Birmingham Pride now a firm favourite in the city

Birmingham Pride - one of the major festivals on the city calendar - is taking place this weekend.
Birmingham Pride

Birmingham Pride - one of the major festivals on the city calendar - is taking place this weekend. Graeme Brown looks at the value of the 'pink pound'

The Post welcomed the news of the Conservative Party Conference returning to Birmingham on its front page – with its £20 million boost to the economy lauded by dignitaries up and down the city.

However, an altogether more grass roots event held in the city every year might get less column inches, but it brings in more revenue.

Birmingham Pride, one of the biggest festivals in the lesbian, gay, bisexual, and transgender (LGBT) calendar, will attract about 75,000 people into the city’s restaurants, bars and hotels later this month – a figure that has grown every year.

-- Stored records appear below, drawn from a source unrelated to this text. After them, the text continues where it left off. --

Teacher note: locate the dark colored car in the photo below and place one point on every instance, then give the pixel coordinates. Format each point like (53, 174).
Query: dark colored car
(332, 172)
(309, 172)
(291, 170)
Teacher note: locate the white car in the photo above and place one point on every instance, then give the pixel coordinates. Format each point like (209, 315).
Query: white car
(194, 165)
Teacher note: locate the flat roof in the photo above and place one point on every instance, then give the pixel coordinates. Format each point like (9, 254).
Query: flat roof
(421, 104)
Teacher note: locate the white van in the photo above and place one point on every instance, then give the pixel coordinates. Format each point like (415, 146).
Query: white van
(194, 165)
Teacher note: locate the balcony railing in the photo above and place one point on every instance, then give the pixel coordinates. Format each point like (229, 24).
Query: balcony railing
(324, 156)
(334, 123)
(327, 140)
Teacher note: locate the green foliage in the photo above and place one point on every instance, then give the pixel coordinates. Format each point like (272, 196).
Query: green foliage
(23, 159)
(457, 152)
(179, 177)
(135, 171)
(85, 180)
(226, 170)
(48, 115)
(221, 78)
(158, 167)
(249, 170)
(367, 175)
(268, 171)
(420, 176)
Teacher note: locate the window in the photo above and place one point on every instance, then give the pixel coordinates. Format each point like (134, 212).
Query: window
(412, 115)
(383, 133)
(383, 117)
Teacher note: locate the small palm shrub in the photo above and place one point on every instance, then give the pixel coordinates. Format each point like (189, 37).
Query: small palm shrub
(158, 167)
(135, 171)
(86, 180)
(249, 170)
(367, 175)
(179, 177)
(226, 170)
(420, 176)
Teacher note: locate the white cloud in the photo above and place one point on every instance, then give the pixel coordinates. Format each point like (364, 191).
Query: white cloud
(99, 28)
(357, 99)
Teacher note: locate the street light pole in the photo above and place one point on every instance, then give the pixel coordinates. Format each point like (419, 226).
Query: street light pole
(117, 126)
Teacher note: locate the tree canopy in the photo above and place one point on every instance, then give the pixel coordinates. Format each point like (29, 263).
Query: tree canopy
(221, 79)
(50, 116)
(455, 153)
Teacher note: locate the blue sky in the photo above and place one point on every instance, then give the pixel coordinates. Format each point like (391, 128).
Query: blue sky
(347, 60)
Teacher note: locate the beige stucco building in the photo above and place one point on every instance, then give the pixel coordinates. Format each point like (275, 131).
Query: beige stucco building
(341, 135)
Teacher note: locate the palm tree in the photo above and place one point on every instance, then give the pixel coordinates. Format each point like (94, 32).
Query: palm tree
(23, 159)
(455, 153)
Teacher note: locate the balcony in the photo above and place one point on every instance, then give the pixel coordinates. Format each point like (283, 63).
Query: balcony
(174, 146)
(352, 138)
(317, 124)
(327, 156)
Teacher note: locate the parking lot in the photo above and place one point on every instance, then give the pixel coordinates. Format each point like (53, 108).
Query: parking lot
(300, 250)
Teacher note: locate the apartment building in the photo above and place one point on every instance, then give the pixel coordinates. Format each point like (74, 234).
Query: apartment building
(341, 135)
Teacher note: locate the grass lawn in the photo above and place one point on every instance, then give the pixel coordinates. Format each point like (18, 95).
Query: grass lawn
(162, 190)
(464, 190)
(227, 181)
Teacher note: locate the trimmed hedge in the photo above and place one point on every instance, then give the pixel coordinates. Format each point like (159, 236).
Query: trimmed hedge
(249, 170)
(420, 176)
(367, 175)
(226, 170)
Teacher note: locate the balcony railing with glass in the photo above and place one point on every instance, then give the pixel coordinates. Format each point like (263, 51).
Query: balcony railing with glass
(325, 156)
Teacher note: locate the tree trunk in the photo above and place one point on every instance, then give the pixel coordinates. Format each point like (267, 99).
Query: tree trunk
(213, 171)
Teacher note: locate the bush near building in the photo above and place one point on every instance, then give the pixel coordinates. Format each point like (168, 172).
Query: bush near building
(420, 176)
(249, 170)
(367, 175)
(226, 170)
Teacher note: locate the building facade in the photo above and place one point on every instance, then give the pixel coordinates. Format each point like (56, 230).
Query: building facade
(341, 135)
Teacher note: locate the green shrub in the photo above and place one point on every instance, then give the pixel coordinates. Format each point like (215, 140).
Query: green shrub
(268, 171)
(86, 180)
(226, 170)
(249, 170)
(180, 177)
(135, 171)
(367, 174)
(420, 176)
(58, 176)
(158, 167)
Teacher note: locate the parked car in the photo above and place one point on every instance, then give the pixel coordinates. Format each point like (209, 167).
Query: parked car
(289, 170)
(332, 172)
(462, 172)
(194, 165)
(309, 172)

Festival director Lawrence Barton said that most recent analysis, carried out in 2009, showed that the economic impact of Pride was between £14 million and £20 million – and its popularity has grown significantly since then.

The festival, which grew out of the gay rights movement, has also become more of a commercial success with brands like Barclays and Aston Villa associated with it.

And transport and hospitality companies in the city are bracing themselves for a financial boost across the two-day event, on May 25 and 26.

Mr Barton accepts that the event has become somewhat diluted from its roots as a protest movement, but said greater inclusivity has served Pride well.